Not groundbreaking, but every agent needs hard limits. Here's what we use:

Max iterations: 30 per run standard, 50 for power users. Without a ceiling, confused agents burn through budgets overnight.
Timeout: 8 minutes per run.
Token caps on tool outputs: ~30-50K tokens. An API that returns unbounded data will overflow your context.
Prompt caching: Anthropic's cache control to cache the system prompt across iterations. Cuts costs significantly on long runs.
Parallel tool calls: The system prompt instructed agents to make multiple independent tool calls in a single response. Check three websites at once, not one by one.

What We Didn't Solve

We built this in a three-month sprint at the end of our runway. The patterns worked – we had paying customers running real workflows in production – but we ran out of time before solving everything.

Time to first value was too long.

Setting up useful background agents takes work: permissions, integrations, configuration. It's pretty high friction.

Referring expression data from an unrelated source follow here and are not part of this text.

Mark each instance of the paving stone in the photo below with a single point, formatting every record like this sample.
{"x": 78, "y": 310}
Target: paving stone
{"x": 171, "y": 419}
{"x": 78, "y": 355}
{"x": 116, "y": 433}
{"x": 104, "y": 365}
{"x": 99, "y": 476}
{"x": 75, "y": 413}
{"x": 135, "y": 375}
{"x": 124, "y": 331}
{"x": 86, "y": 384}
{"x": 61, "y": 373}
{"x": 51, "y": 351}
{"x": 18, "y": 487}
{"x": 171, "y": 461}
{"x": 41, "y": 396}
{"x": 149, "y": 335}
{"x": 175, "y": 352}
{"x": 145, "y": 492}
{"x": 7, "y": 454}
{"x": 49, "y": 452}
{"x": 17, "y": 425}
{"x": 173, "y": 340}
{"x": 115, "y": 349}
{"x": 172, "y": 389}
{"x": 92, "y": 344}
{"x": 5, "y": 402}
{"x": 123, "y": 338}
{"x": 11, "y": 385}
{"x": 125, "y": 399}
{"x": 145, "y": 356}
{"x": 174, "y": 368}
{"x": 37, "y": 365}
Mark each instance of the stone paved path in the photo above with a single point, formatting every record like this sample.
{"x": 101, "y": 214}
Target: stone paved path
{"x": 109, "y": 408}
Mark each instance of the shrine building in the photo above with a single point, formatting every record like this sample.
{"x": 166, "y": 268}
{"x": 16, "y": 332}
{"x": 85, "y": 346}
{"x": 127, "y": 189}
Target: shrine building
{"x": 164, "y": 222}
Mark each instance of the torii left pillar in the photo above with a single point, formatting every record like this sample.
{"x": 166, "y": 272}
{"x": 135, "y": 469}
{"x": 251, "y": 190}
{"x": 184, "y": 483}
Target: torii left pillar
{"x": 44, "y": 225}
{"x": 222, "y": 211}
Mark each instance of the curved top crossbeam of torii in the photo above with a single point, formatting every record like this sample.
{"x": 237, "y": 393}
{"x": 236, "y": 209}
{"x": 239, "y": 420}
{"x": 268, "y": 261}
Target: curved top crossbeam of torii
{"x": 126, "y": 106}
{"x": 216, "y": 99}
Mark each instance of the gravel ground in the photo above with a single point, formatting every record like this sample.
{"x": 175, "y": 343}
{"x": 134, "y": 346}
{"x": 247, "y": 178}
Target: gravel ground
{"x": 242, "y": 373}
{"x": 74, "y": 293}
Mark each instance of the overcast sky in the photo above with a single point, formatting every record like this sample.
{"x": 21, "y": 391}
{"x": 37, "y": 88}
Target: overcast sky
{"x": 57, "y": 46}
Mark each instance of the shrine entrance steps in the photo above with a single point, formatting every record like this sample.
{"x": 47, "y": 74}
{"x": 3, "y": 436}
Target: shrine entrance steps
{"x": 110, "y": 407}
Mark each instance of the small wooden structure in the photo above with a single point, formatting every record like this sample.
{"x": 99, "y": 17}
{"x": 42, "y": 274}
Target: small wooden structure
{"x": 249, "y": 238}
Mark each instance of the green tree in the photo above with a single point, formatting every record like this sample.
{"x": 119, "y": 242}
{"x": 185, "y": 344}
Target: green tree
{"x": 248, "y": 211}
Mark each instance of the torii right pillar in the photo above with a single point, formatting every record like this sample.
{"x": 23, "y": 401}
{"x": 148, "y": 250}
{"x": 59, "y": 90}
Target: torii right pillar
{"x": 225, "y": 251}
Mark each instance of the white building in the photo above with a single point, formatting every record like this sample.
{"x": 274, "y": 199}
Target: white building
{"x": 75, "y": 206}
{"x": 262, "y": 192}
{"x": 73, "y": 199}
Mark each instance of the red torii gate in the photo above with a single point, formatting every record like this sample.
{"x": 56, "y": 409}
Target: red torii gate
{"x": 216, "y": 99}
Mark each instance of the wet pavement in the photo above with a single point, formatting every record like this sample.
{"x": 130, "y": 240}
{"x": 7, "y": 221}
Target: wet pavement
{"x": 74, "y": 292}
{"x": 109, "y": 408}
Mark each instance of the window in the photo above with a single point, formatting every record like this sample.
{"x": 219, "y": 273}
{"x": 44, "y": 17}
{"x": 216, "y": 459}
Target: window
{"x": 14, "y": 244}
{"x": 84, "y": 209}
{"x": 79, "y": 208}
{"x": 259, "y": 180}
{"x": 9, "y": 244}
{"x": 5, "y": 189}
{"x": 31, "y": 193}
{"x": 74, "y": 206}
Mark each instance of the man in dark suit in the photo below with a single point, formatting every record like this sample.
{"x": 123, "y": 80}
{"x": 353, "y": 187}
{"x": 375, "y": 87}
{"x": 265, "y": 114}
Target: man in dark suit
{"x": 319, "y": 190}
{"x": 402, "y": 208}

Even worse, many useful agents are monitors – they watch for changes. First run just establishes a baseline. So users would start setup, wait through a boring first run, then see nothing useful. Or they'd tab away during setup and forget to come back.

We tried front-loading configuration versus just-in-time setup. Neither cracked the Day Zero problem.

Users didn't know what to automate.

Users struggled to form a mental model of what the agent could do, and found it hard to figure out what to delegate. We could show them tools, but that didn't translate to "here's what I should delegate."

We built onboarding that looked at their LinkedIn profile, inferred their role, suggested relevant agents. It helped, but not enough. The users who got the most value came in with a specific workflow already in mind. Few people have that clarity.

The Core Lesson

You can't prompt your way to reliable background agents. You need the right architecture around the LLM.

In our experience, background agents need:

Observable state – You need to know what happened at 3am.
Graceful failure paths – Without explicit abort or escalation options, agents hallucinate solutions to impossible problems.
Sensible quality control – Catching mistakes matters, but mandatory reviews can loop forever.
Memory that doesn't corrupt itself – Multiple simple approaches can work well.
The right model for each subtask – Orchestration, polish, review, and checks have different cost/quality trade-offs.
Hard limits – Without guardrails on iterations, time, and tokens, agents burn through budgets overnight.

The underlying AI models will keep improving. Some of this architecture will become less necessary, or better approaches will emerge.

But right now, if you're building background agents, these patterns will help make them reliable.